In August 2020, the Securities and Exchange Commission (SEC) adjusted its definition of an “accredited investor” for the first time in decades. This ruling affects regular investors and self-directed IRA investors. Before this ruling, if you were an investor that did not meet income or net worth criteria, you may not have been allowed to invest in private, alternative assets regardless of your financial knowledge.

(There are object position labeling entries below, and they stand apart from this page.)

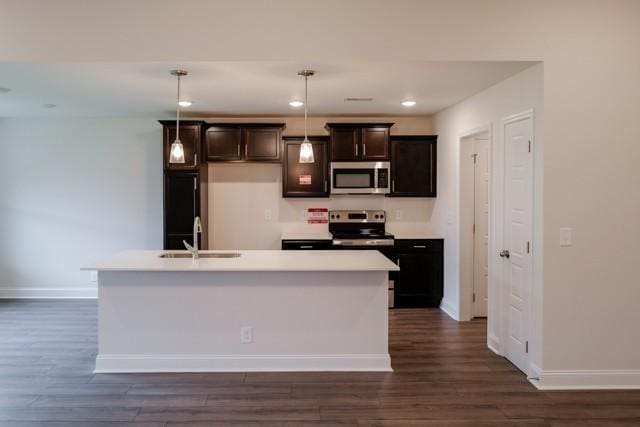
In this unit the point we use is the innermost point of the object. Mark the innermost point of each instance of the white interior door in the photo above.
(481, 228)
(518, 134)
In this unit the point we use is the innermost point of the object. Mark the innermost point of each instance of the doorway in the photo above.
(474, 200)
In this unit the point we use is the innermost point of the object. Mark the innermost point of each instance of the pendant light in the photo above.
(306, 149)
(177, 150)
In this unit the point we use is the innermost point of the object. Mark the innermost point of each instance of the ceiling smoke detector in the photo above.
(358, 99)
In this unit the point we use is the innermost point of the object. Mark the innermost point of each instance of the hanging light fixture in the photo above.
(306, 149)
(177, 150)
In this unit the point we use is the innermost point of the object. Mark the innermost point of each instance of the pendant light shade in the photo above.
(177, 150)
(306, 149)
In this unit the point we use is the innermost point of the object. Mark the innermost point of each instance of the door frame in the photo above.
(466, 294)
(503, 291)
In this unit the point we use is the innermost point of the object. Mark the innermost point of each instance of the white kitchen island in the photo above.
(261, 311)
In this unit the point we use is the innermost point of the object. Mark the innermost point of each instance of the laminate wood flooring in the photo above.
(444, 376)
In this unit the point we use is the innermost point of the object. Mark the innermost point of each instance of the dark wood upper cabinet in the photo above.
(375, 143)
(223, 143)
(243, 142)
(190, 136)
(344, 143)
(305, 179)
(262, 143)
(359, 141)
(413, 166)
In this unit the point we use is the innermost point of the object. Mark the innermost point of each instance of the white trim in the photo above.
(468, 296)
(587, 380)
(450, 309)
(113, 363)
(493, 342)
(14, 292)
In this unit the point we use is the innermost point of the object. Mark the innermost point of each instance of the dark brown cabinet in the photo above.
(359, 141)
(185, 192)
(413, 166)
(190, 136)
(243, 142)
(223, 143)
(420, 281)
(305, 179)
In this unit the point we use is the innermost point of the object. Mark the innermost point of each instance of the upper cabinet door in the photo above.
(345, 142)
(413, 166)
(262, 143)
(190, 138)
(305, 179)
(375, 143)
(223, 143)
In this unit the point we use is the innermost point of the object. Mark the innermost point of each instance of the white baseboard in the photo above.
(35, 293)
(120, 363)
(449, 309)
(493, 342)
(585, 379)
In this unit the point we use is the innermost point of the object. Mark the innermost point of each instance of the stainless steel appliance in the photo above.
(364, 230)
(360, 177)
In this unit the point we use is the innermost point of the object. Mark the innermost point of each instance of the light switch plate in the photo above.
(566, 236)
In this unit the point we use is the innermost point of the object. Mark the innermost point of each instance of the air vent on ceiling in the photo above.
(355, 99)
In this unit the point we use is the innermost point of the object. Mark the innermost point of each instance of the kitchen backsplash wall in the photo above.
(247, 210)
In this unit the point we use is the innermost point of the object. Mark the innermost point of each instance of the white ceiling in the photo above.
(241, 88)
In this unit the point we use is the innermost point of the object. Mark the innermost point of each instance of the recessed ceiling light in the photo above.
(358, 99)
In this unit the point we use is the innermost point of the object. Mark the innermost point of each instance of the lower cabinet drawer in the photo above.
(306, 245)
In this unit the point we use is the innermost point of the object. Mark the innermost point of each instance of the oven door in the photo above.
(355, 178)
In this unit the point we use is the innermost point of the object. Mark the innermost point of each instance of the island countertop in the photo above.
(249, 260)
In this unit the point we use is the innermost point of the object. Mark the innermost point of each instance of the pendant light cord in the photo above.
(178, 113)
(305, 107)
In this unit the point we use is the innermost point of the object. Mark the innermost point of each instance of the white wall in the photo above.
(519, 93)
(239, 194)
(75, 190)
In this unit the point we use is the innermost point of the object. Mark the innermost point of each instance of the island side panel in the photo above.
(191, 321)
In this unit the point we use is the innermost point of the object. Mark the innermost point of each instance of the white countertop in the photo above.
(276, 260)
(291, 235)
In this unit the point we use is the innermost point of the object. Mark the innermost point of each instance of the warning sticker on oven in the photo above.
(305, 179)
(318, 215)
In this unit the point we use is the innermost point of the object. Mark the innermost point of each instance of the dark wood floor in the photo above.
(444, 376)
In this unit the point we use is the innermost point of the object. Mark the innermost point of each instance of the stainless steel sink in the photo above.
(201, 255)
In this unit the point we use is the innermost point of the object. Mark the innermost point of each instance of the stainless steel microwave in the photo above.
(360, 177)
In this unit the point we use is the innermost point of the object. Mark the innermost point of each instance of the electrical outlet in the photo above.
(566, 236)
(246, 334)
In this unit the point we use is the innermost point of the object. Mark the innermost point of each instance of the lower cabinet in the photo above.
(306, 245)
(420, 281)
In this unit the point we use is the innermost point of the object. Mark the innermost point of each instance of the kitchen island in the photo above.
(259, 311)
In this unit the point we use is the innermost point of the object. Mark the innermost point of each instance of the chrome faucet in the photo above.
(197, 228)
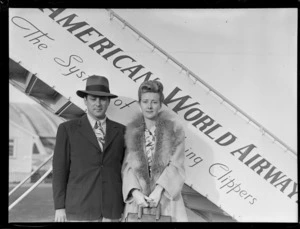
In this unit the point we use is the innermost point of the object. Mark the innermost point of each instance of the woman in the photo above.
(153, 168)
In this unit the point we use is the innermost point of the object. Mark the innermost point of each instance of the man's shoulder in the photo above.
(71, 122)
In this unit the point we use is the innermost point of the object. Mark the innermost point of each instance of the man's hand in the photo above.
(140, 198)
(60, 215)
(155, 196)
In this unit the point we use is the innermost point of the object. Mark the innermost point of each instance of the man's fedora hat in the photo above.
(96, 85)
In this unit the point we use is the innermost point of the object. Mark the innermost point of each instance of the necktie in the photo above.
(150, 144)
(99, 134)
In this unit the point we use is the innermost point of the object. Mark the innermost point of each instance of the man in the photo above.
(87, 161)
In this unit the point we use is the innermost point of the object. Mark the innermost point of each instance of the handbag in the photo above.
(141, 217)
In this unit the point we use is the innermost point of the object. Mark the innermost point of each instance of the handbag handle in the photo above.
(157, 213)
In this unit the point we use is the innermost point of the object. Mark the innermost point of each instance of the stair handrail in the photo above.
(189, 72)
(30, 175)
(30, 189)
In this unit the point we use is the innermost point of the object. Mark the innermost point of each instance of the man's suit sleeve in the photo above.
(61, 163)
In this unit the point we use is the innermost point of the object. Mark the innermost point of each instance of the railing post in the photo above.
(30, 189)
(23, 181)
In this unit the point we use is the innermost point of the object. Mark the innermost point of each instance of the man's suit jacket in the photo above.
(86, 181)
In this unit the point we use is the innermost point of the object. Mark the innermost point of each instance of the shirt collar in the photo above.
(93, 121)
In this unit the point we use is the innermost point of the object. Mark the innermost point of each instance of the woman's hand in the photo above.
(140, 198)
(155, 196)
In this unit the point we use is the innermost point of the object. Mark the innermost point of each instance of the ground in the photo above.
(37, 206)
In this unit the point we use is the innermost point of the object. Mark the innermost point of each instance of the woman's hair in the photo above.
(152, 86)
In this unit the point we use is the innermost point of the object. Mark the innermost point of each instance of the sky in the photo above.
(247, 55)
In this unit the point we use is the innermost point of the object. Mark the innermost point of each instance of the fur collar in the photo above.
(168, 136)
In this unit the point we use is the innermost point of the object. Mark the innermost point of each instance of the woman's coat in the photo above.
(167, 168)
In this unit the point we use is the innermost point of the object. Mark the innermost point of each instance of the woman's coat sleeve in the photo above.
(173, 176)
(129, 179)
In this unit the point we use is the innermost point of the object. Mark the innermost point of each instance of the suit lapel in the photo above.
(87, 131)
(111, 132)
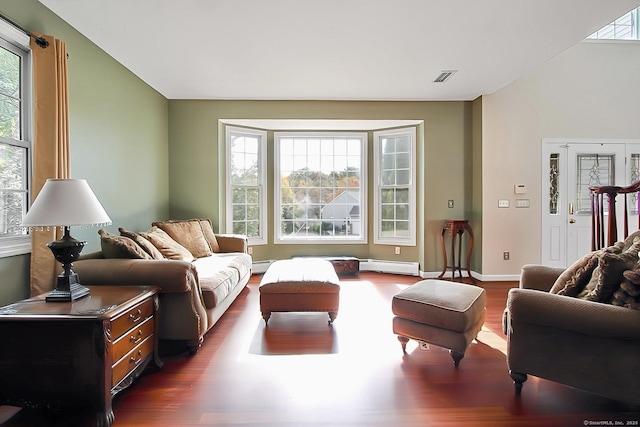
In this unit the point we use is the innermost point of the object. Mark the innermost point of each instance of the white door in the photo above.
(568, 170)
(590, 165)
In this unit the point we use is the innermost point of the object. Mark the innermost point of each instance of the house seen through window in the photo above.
(320, 187)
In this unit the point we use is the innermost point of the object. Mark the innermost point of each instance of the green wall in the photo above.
(445, 165)
(118, 137)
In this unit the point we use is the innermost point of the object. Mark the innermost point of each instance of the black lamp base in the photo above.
(75, 292)
(66, 250)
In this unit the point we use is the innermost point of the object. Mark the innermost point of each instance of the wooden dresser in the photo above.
(65, 356)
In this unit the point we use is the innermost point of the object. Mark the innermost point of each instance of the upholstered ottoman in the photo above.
(439, 312)
(300, 284)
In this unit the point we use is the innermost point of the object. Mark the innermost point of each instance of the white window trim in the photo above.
(377, 158)
(362, 239)
(20, 245)
(262, 176)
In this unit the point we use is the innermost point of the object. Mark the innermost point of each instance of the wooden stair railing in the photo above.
(597, 214)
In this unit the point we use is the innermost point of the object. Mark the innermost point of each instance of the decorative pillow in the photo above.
(114, 246)
(610, 275)
(630, 240)
(628, 295)
(165, 244)
(146, 245)
(574, 279)
(188, 233)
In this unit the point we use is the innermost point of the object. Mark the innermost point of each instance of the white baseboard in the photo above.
(392, 267)
(401, 267)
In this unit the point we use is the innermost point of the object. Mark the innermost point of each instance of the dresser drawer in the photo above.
(126, 342)
(131, 360)
(131, 318)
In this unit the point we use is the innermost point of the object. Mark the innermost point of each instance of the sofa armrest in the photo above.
(169, 275)
(572, 314)
(232, 242)
(539, 277)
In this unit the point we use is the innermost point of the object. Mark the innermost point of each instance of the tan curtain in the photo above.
(50, 147)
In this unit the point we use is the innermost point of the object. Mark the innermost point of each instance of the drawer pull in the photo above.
(136, 318)
(137, 339)
(136, 360)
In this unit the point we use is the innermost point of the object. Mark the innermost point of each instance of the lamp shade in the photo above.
(65, 202)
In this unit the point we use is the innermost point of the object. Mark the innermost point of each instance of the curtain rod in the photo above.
(40, 41)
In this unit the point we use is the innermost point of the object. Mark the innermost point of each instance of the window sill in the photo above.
(15, 246)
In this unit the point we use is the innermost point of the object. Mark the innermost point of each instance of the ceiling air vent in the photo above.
(444, 76)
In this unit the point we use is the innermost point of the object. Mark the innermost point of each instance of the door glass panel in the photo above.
(635, 176)
(554, 192)
(594, 170)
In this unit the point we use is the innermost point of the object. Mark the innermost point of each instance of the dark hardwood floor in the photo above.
(301, 372)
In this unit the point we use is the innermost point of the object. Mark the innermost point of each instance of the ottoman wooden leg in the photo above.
(518, 380)
(332, 316)
(403, 343)
(457, 357)
(266, 315)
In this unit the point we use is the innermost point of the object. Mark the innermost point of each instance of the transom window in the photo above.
(623, 28)
(320, 187)
(15, 144)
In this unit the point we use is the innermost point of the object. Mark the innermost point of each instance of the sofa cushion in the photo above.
(609, 274)
(146, 245)
(216, 277)
(165, 244)
(238, 260)
(574, 279)
(114, 246)
(188, 233)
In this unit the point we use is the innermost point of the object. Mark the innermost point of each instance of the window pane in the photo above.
(12, 206)
(246, 176)
(395, 173)
(319, 186)
(13, 167)
(9, 94)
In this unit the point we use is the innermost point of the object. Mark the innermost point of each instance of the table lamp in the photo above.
(65, 203)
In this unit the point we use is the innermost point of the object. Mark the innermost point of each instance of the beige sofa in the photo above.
(197, 286)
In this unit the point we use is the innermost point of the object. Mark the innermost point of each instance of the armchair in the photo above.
(587, 345)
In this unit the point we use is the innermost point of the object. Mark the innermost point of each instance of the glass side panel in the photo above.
(554, 192)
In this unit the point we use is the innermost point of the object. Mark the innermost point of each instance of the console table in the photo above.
(456, 228)
(76, 355)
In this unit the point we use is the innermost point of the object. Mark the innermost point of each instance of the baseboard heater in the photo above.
(393, 267)
(382, 266)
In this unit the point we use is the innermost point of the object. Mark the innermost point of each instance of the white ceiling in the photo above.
(334, 49)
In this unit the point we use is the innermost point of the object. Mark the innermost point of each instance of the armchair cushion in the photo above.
(608, 276)
(114, 246)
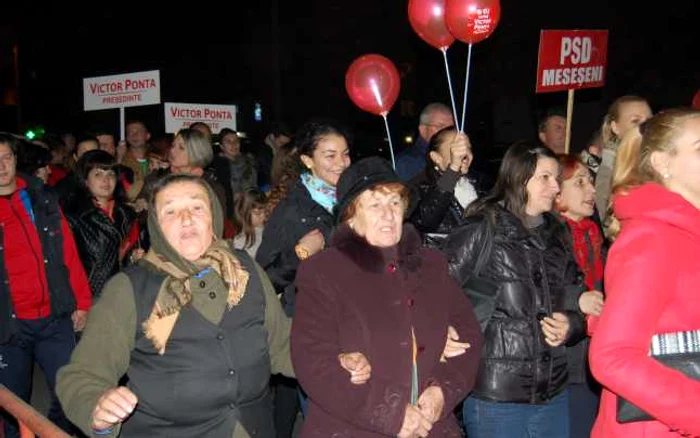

These new amendments improve the definition of identifying individual investors with the knowledge and expertise to participate in those markets.
Accredited Investor Requirements
- Annual income exceeding $200,000 (or $300,000 joint income) for the previous two years and the expectation to earn an equal or higher income in the current year
- Net worth exceeding $1M (individually or jointly)
- General partner, executive officer, or director for the company issuing unregistered securities
- An entity qualifies if it is a private business development company or organization with $5M in assets or more
- An entity qualifies if its owners are accredited investors – however, an organization cannot be formed with purchasing specific securities as its sole purpose
The amendments revise Rule 501(a), Rule 215, and Rule 144A of the Securities Act.
Accredited Investor Requirement Amendments
- Natural individuals with professional certifications, designations, or credentials designated by the SEC Commission and issued by an accredited educational institution (professional certifications include individuals in good standing of the Series 7, Series 65, and Series 82 licenses)
- Spousal equivalents, opening the option to pool assets to qualify as accredited investors
- Natural persons who are knowledgeable employees of a private fund
- Entities with at least $5M in assets with SEC and state-registered investment advisors, exempt reporting advisers, and rural business investment companies (RBICs)
- Entities that own investments as defined in Rule 2a51-1(b) under the Investment Company Act with $5M or more in assets not formed for the sole purpose of investing in securities offered
- Family offices that have at least $5M in assets under management and family clients (each term is defined under the Investment Advisers Act)
This rule directly applies to self-directed IRA investors. Many self-directed IRAs invest in private equity or private placements; the underlying IRA owner must qualify as an accredited investor. The new definition allows more investor’s eligibility to invest in these types of assets.
The modernization of the rules is a welcome improvement. This ruling will become effective on October 25, 2020.